Adaptive Natural Resources Management Will Bolster Cabécar Communities
Winner
2009-1041
Asociación IXACAVAA de Desarrollo e Información Indígena
Costa Rica
195000
Resilience of Indigenous Peoples Communities to Climate Risks
Environment
2010
About 10 tropical storms hit the Cabécar communities in Costa Rica every year, often flooding the area. A project by a local NGO, Ixacavaa, has been selected for a DM award to rescue ancestral knowledge and combine it with new technologies to ensure that local production systems and resource management is climate-resilient.
Objectives:
To help inhabitants of Bajo Chirripó to increase their capacity to adapt to climate change through the adaptive management of natural resources and the reduction of vulnerability to external events, based on the combination of ancient knowledge and modern technology. Expectations are that (1) more than 50 percent of families will participate in the ancient knowledge rescue process, (2) at least three products or services will be made suitable for their integration into the market, and (3) zones at high risk of flooding will be identified and mapped in 50 percent of the indigenous territory.
Rationale:
The Cabécar indigenous territory communities of Bajo Chirripó are settled in an area of difficult access, low productivity, and high flood risk that is also highly vulnerable to the impact of climate change. This area is stricken by an average of over 10 tropical storms every year, affecting its production system based on subsistence agriculture, its infrastructure, and its human population. Climate change is expected to increase the frequency and intensity of floods, creating greater vulnerability in the area.

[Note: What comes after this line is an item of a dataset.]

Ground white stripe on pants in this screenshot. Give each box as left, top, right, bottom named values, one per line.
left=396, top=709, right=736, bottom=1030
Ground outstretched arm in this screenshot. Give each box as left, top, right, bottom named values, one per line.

The project seeks to rescue ancient knowledge and combine it with new technologies to design adaptive production systems with less vulnerability to storms and flooding and greater potential to contribute to local development.
Innovation / Expected Results:
A combination of the ancient indigenous knowledge with modern, non-indigenous technology (technological syncretism) is proposed in order to create adaptive production systems that are capable of addressing the negative effects of climate change and to improve the socioeconomic conditions of the indigenous populations, who currently live only on subsistence systems.